Adaptive Depth Estimation via SoftHebbLayer in a Hybrid ResNet-UNet Architecture

1. Introduction

Depth estimation is a crucial part in the field of computer vision, with extensive applications in navigation tasks. The ability to accurately perceive and interpret the three-dimensional structure of the environment from a two-dimensional image is vital for machines to interact correctly and efficiently in real life.

Historically, depth estimation has been approached through a variety of methods. Traditional techniques, like stereo vision, rely on multiple cameras to mimic human binocular vision, inferring depth from the disparity between two images captured from slightly different viewpoints. Other methods include structured-light systems that project a pattern onto the scene and measure deformations of this pattern to deduce depth. However, such methods often require specific hardware setups and controlled lighting conditions, limiting their applicability in dynamic environments.

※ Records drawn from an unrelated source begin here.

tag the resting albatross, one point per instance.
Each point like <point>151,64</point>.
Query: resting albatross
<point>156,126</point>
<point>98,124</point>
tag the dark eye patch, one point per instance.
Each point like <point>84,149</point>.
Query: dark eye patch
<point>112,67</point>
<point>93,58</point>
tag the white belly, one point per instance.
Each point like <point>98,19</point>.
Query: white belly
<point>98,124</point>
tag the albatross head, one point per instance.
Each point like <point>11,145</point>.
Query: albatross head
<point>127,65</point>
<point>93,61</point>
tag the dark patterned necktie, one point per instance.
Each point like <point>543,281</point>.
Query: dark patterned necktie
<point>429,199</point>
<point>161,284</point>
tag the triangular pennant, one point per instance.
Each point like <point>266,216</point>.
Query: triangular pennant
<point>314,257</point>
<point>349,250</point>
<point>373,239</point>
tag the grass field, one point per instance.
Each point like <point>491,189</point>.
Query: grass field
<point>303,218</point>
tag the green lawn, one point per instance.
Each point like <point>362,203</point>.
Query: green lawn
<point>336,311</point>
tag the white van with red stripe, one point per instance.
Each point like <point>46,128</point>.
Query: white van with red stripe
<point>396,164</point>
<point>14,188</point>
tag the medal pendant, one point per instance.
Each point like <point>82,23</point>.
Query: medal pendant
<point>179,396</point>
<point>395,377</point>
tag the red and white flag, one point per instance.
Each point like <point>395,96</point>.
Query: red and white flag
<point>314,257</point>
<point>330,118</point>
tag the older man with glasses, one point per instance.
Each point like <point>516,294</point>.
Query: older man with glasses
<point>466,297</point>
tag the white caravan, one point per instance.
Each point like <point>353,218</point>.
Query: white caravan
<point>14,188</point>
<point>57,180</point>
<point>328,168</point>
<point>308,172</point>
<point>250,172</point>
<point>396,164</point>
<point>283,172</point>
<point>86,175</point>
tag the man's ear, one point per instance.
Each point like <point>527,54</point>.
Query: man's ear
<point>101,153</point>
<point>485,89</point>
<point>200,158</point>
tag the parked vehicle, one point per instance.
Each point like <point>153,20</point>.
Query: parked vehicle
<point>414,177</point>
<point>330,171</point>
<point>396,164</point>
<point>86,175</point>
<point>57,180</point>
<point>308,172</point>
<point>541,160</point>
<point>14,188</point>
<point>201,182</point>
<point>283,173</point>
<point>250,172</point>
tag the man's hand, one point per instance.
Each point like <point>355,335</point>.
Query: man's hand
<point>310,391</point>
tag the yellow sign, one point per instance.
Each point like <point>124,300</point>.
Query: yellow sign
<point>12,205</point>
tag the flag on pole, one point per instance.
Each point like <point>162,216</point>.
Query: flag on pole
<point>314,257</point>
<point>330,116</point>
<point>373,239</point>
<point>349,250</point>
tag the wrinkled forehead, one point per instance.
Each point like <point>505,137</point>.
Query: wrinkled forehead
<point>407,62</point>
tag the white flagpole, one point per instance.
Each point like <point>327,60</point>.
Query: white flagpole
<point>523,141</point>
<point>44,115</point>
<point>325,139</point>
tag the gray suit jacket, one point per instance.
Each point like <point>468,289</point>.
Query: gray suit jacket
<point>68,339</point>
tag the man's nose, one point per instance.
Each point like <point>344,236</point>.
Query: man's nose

The advent of deep learning has revolutionized this domain, with convolutional neural networks (CNNs) setting new benchmarks in accuracy and robustness. Early machine learning approaches involved feature extraction and regression techniques. Later, models such as AlexNet [1] and subsequent architectures like VGG [2] and ResNet [3] also pushed the boundaries by enabling feature learning directly from data, eliminating the need for manual feature design and greatly improving the accuracy and efficiency of the model. Recent researchers have put forward more advanced architectures such as UNet [4] and FCN [5] for pixel-level predictions, allowing for detailed depth maps from single images. Innovations in network design, such as DenseNet [6] and the introduction of attention mechanisms [7], have further refined the accuracy of depth predictions under various conditions. However, these deep learning-based methods often struggle with generalization. Furthermore, the computational efficiency of deep learning models and their ability to operate in real-time on edge devices remain a concern, particularly for applications in mobile robotics and navigation systems.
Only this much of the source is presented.